June 30, 2020
"Reliefs II" Installed in Tepper Building Quad
By Shun-Sho Carmack
A collaborative mural entitled "Reliefs II" has been permanently installed in the Tepper Building Quad this summer. This artwork serves as an extension from and interpretation of the Robert Lepper piece in GSIA. Located on the North Atrium Wall, this piece is a joint creation by Jim Daniels and Mark Baskinger and fabricated by Dee Briggs. Jim is the Thomas Stockham Baker University Professor of English and Mark serves as an Associate Professor in the School of Design. Dee is a local and nationally recognized artist who has also taught in the School of Art and the School of Architecture and Design.
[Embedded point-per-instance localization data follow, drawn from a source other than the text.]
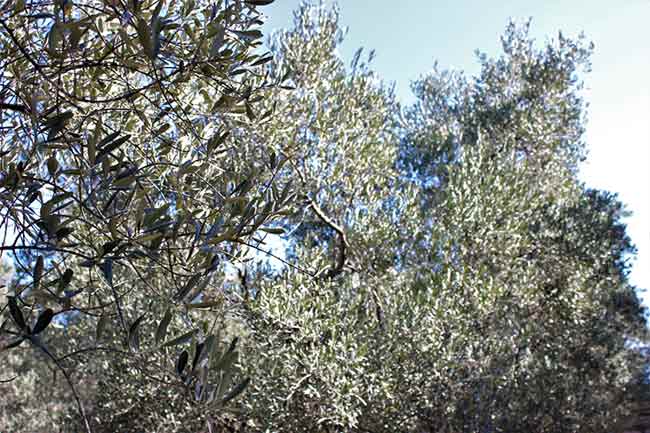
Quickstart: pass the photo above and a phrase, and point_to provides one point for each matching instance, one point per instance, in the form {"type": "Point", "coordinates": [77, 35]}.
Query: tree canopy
{"type": "Point", "coordinates": [206, 235]}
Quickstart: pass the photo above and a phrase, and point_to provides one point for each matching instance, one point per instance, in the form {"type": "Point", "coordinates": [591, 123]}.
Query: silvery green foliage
{"type": "Point", "coordinates": [486, 288]}
{"type": "Point", "coordinates": [123, 194]}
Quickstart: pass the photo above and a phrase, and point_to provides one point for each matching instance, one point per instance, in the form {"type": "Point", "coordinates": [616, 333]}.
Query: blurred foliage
{"type": "Point", "coordinates": [443, 269]}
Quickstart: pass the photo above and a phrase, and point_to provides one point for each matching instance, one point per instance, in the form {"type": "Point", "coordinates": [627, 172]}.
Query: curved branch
{"type": "Point", "coordinates": [340, 256]}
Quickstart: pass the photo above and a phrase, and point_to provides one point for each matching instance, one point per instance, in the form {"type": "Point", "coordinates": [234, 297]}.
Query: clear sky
{"type": "Point", "coordinates": [409, 35]}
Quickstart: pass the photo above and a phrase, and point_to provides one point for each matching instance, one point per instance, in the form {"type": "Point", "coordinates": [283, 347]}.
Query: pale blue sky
{"type": "Point", "coordinates": [410, 35]}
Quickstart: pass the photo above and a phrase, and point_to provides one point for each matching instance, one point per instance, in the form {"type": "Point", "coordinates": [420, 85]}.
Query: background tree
{"type": "Point", "coordinates": [122, 194]}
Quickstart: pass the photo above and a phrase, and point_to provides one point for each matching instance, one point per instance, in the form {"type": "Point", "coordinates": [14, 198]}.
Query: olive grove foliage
{"type": "Point", "coordinates": [445, 270]}
{"type": "Point", "coordinates": [483, 288]}
{"type": "Point", "coordinates": [122, 194]}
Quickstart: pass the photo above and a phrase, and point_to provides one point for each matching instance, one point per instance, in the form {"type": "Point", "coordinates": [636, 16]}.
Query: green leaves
{"type": "Point", "coordinates": [161, 331]}
{"type": "Point", "coordinates": [43, 321]}
{"type": "Point", "coordinates": [134, 334]}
The work spans a 16’ x 50’ space and provides a visual representation of the connections between modern business concerns and their impacts on the local, national, and global communities. The piece is comprised of five thematic panels on ethics, synergy, empathy, discovery, and perseverance. Jim contributed five poems to the project, working with his partners to identify themes, arrange elements on the panels, and consider the technical aspects of the finished work.
“Figuring out how to make the poetry readable and at what distance was a challenge,” shared Jim in an e-mail interview. “But, if you go anywhere near the staircase, you will notice text sprinkled throughout the panels."
Jim and Mark began working on this project in 2017 with Dee joining to provide additional artistic vision and fabricate the five panels. Created from aluminum, each panel covers a 144”x 54.5” rectangle. The powder-coated white metal forms blend visual art with poems, utilizing 3D linear design and imprinted words to create the whole. The work also incorporates the existing natural lighting, using the shifting light and shadows to provide viewers with varying shades of nuance throughout the day.
“In all of my artistic collaborations, I’ve been interested in creating a “third thing”—the art is one thing, the poetry is another, and the combination offers the third thing—text doesn’t explain the art, art doesn’t explain text. They play off of each other,” said Jim.
While there are no current plans for additional panels, the opportunity for adding to and rearranging the existing panels was purposefully maintained to encourage as much flexibility and dynamism as possible. The mural has been installed and will be ready to view upon the reopening of the Carnegie Mellon University campus. Due to the uncertainty of social gatherings during the current pandemic, no official unveiling has been announced.